Two dozen people were killed in clashes in Abidjan, Ivory Coast’s commercial capital. The clashes erupted when an opposition demonstration went ahead despite a dubious government ban on the march. The country’s democratically-elected but increasingly autocratic head of state Laurent Gbagbo called the protest an "attempted armed revolt.” According to the BBC, The National Police Director General Yapo Kouassi insisted he gave strict orders for the police to maintain law and order using "conventional means". He said he told his men that "even if protestors spat in their faces, they must not open fire", which seems odd procedure for something that was supposedly an armed revolt. Integration Minister Mel Theodore complained, "In insisting on their [the opposition’s] wish to demonstrate, they are trying to create troubles for the government, which is at the stage where it wants reconciliation." Killing those merely expressing their disapproval of the government is a strange way to foster reconciliation. As a result of the repression, the rebel New Forces and the Rally of Republicans, one of the main opposition parties, withdrew from the power-sharing national unity government set up following the French-negotiated Marcoussis peace accords. The so-called Young Patriots, who are well-armed and uncontrolled militias ostensibly close to Gbagbo, objected to the peace agreement and have done their best to undermine it.

The Sydney Morning Herald has an intriguing revelation concerning the alleged coup plot against Equatorial Guinea’s dictator Teodoro Obiang Nguema. The Australian daily cites the Nigerian paper This Day in reporting that [a]lleged mercenaries facing charges of trying to topple the president of oil-rich Equatorial Guinea were actually on a mission to abduct former Liberian president Charles Taylor from Nigeria... Sources close to some of the men [being held in Zimbabwe] suggest there was never a plan to oust President Nguema ... They say the west African state was merely to be the springboard for a seaborne expedition to Calabar, the port city in south-eastern Nigeria, where Taylor found asylum to avoid his indictment for crimes.

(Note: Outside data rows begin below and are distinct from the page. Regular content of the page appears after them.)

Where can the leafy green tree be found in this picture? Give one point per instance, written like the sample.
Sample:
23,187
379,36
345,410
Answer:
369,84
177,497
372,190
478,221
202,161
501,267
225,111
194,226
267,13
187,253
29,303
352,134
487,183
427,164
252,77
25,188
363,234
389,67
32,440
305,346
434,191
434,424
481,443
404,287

Last week, British prime minister Tony Blair became the first major western leader to pay a visit to Libyan strongman Muammar Gaddafi. Col. Gaddafi expressed the hope that the visit would signal a "new relationship" with the UK. Though the Libyan leader has gained praise for his apparent renunciation of weapons of mass destruction, many have criticized Prime Minister Blair’s visit, noting that Gaddafi has never been held accountable for many acts of terrorism or for his role in destabilizing many West African countries. The prime minister dismissed such criticism noting that [p]eople should not forget the past, they should move beyond it. (I’m sure people in countries devastated by Gaddafi’s proteges, like Liberia, Sierra Leone and Ivory Coast, would love to move beyond it, if they could). In a totally unrelated development [wink], British firms are to sign further significant deals with Libya in coming weeks, the British trade secretary has announced.